Onde estavam e o que faziam a Funai, a Polícia Federal, o Ministério Público Federal e tantos outros órgãos governamentais, quando chegavam os ofícios com as denúncias e os pedidos de providências diante das invasões de garimpeiros a terras indígenas?

Onde estavam os missionários cristãos, ativistas de um cristianismo salvador de almas indígenas e com olhos fechados e coniventes com o extermínio dos corpos e das culturas dos povos originários? Questionaram seus pastores e líderes sobre o apoio irrestrito e intransigente das igrejas ao genocida afirmando, categoricamente, ser ele o melhor presidente que o Brasil já teve? Lembraram a eles, e a vocês mesmos, que Jesus jamais compactuaria com posições de indiferença conivente e perversa com a violência, com a produção de fome, de doenças e de morte?
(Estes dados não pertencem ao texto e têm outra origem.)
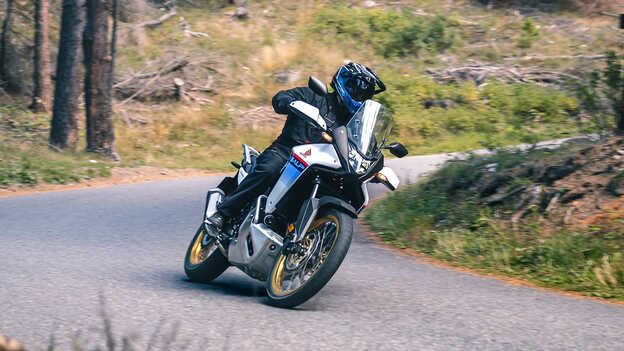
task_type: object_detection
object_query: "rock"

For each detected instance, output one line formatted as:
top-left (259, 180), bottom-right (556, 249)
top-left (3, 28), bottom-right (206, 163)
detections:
top-left (273, 69), bottom-right (301, 84)
top-left (485, 186), bottom-right (526, 205)
top-left (232, 7), bottom-right (249, 20)
top-left (479, 174), bottom-right (513, 197)
top-left (423, 99), bottom-right (455, 109)
top-left (592, 165), bottom-right (614, 175)
top-left (537, 164), bottom-right (578, 184)
top-left (561, 190), bottom-right (587, 204)
top-left (605, 172), bottom-right (624, 196)
top-left (483, 163), bottom-right (498, 172)
top-left (364, 0), bottom-right (377, 9)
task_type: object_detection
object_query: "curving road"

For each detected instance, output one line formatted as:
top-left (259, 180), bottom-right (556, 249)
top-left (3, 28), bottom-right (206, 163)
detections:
top-left (0, 155), bottom-right (624, 350)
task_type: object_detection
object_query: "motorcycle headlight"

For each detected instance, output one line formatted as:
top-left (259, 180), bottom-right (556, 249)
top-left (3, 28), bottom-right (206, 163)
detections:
top-left (349, 147), bottom-right (371, 175)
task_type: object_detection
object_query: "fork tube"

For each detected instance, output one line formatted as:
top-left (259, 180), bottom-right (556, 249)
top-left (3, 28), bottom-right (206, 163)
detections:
top-left (310, 176), bottom-right (321, 199)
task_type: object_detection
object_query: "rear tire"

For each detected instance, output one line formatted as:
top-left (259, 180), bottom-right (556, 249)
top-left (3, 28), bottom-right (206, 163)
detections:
top-left (184, 225), bottom-right (230, 283)
top-left (267, 208), bottom-right (353, 308)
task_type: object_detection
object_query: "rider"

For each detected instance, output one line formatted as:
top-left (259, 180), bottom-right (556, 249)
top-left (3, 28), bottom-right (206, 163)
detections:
top-left (206, 62), bottom-right (385, 234)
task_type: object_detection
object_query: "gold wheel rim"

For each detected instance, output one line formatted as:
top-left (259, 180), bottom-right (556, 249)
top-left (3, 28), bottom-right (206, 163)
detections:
top-left (189, 229), bottom-right (217, 265)
top-left (271, 215), bottom-right (340, 296)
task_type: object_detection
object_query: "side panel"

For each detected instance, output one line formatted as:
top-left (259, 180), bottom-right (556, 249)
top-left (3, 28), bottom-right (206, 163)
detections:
top-left (265, 154), bottom-right (308, 214)
top-left (265, 144), bottom-right (341, 214)
top-left (292, 144), bottom-right (341, 169)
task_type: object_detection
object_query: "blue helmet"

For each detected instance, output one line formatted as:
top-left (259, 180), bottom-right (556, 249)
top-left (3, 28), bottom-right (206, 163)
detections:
top-left (331, 62), bottom-right (386, 113)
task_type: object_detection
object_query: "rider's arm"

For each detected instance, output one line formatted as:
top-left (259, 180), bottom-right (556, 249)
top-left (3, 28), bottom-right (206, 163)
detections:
top-left (272, 87), bottom-right (311, 115)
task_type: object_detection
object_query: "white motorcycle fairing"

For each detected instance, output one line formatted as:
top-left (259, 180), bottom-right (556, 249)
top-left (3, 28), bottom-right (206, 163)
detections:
top-left (265, 144), bottom-right (341, 214)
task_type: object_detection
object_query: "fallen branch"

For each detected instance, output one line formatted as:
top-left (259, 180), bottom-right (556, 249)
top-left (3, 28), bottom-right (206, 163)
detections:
top-left (503, 55), bottom-right (607, 61)
top-left (117, 74), bottom-right (160, 106)
top-left (180, 17), bottom-right (210, 38)
top-left (115, 59), bottom-right (189, 88)
top-left (136, 7), bottom-right (178, 29)
top-left (426, 65), bottom-right (582, 86)
top-left (597, 11), bottom-right (620, 18)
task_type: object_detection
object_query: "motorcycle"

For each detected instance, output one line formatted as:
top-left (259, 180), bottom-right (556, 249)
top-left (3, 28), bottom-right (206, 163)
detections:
top-left (184, 77), bottom-right (408, 308)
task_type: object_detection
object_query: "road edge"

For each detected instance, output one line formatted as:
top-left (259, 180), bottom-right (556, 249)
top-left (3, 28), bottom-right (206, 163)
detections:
top-left (356, 205), bottom-right (624, 306)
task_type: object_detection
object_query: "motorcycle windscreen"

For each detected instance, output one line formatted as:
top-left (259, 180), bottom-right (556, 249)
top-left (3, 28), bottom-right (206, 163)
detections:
top-left (265, 154), bottom-right (308, 213)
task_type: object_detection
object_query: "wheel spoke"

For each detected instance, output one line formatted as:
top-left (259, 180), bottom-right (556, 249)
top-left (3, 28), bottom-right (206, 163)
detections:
top-left (274, 217), bottom-right (337, 294)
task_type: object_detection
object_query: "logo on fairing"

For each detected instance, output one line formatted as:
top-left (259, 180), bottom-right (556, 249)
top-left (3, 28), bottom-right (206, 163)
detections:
top-left (289, 154), bottom-right (308, 172)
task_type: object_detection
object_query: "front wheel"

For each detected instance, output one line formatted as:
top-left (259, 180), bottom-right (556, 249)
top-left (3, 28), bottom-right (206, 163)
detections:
top-left (267, 208), bottom-right (353, 308)
top-left (184, 225), bottom-right (230, 283)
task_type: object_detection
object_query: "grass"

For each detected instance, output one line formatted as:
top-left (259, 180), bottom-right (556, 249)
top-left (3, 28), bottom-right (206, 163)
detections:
top-left (0, 0), bottom-right (618, 190)
top-left (366, 149), bottom-right (624, 300)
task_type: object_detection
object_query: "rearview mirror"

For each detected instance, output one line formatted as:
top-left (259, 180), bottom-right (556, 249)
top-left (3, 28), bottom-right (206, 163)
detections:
top-left (308, 76), bottom-right (327, 96)
top-left (384, 143), bottom-right (408, 158)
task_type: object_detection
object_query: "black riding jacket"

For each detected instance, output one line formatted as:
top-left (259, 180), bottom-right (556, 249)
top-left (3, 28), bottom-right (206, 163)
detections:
top-left (273, 87), bottom-right (351, 152)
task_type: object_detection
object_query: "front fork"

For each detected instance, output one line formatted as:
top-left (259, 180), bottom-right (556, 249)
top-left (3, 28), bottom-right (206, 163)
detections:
top-left (282, 176), bottom-right (321, 254)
Onde estão as manifestações de repúdio dos pastores e de algumas igrejas protestantes históricas aos crimes cometidos contra os Yanomamis? Não se sensibilizaram com os corpos esquálidos, adoecidos e profundamente vulnerabilizados das crianças e idosos Yanomamis? Perderam sua capacidade de amar como Jesus amou?

O pacto civilizatório foi rompido e é preciso restaurá-lo. A restauração exige responsabilização e condenação em níveis compatíveis com os crimes cometidos. Uma justiça justa, em um país democrático, jamais dará anistia a criminosos desse padrão. Jamais se esquecerá de que a Dignidade da Pessoa Humana, sua vida e sua saúde, são valores inegociáveis.

Este texto não traduz, necessariamente, a opinião de A Gazeta.